February 21, 2012

Word: Give Santorum a beard and he'd be happy in Israeli politics

Chemi Shalev, Haaretz - Though there is clearly “a difference of sky and earth”, as the Hebrew saying goes, between the U.S. and Israel, America’s so-called “culture wars”, such as those that have erupted in presidential politics in recent weeks, can sometimes make an Israeli feel right at home. The Republican battle cry that the Obama Administration is waging a “war on religion”, for example, is standard operating procedure for Israel’s ultra-Orthodox political parties. Hardly a day goes by without an ultra-Orthodox rabbi, leader or pundit circling the wagons and drumming up support by claiming that one secular politician or another – especially if his last name is Lapid - is waging a “war on Judaism” or “war on the haredim”. And in recent days, if you close your eyes, listen to his words and conjure him with a beard and a traditional Orthodox shtreimel (fur hat) on his head, one might easily cast Republican frontrunner Rich Santorum as a leader of an Israeli ultra-Orthodox party rather than the devout Catholic that he is.

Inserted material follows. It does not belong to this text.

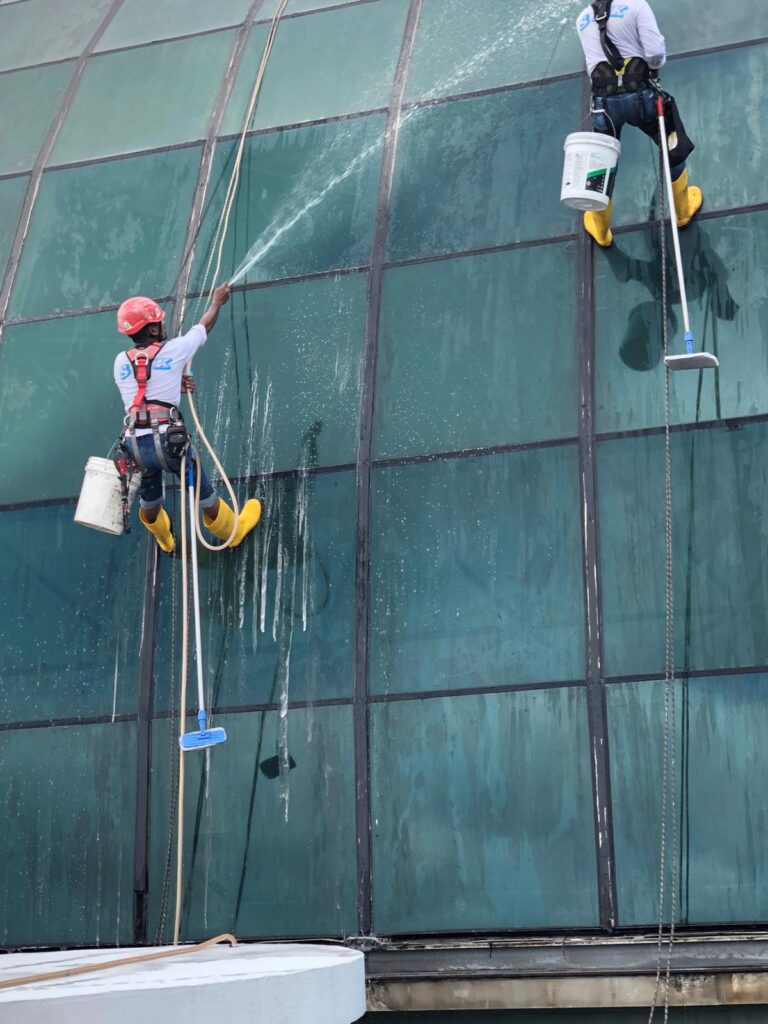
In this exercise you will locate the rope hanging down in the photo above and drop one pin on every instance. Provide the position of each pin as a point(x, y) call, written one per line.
point(669, 757)
point(217, 248)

Santorum’s views on contraception (wrong), abortion (never), gay marriage (no different than polygamy), homosexual relations (akin to bestiality, and traditionally punishable by death, according to the Book of Leviticus) are not much different, and, in some cases, perhaps slightly more rigid, than most Haredi politicians in Israel. Santorum’s opposition to Federal and State intervention in school education is already being immaculately implemented in Israel’s so-called “Independent” school system, in which religious studies are predominant and very little “secular” studies – such as math or the sciences – are allowed to get in the way. Santorum’s skepticism about evolution, which he tried to translate into law in 2001 when he was the Senator from Pennsylvania, would be par for the course in ultra-Orthodox circles, where one wouldn’t dare to mention the name Darwin, even in dreams.

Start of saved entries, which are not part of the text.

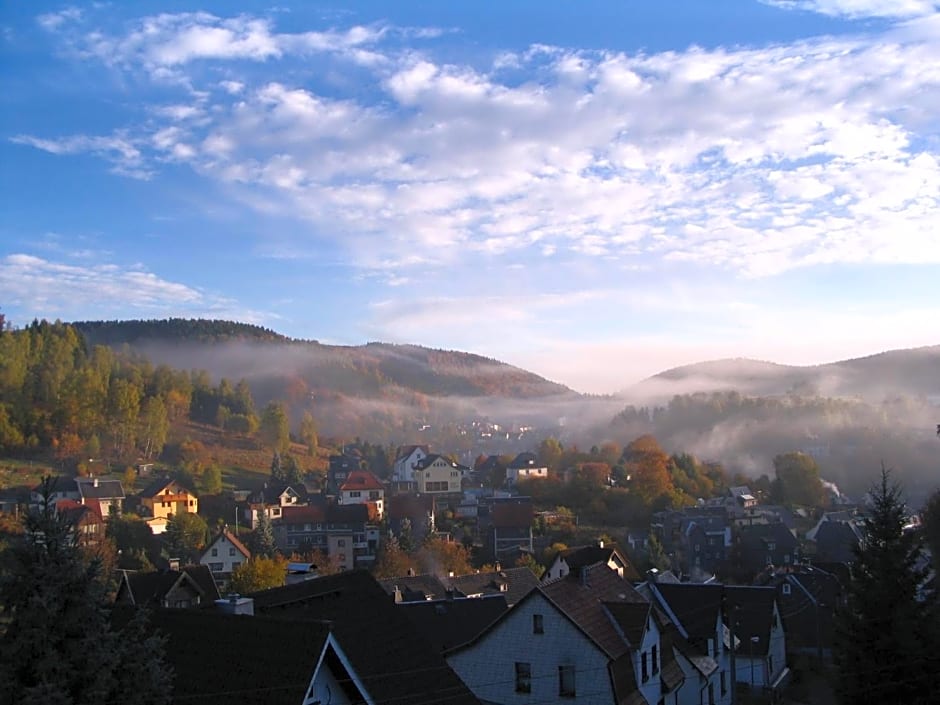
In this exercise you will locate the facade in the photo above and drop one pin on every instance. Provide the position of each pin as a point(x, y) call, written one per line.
point(525, 466)
point(405, 461)
point(436, 474)
point(223, 555)
point(362, 487)
point(166, 497)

On the other hand, and contrary to some of his Republican rivals who champion “states’ rights”, Santorum sees nothing wrong with federal legislation of “family values”, just as Israel’s religious parties have relied on Knesset laws to regulate issues ranging from marriage and divorce through working on the Sabbath all the way to pig farming. And Santorum’s reference to Obama’s “phony theology” is par for the course for haredi politicians who routinely describe Zionism as a “phony religion”.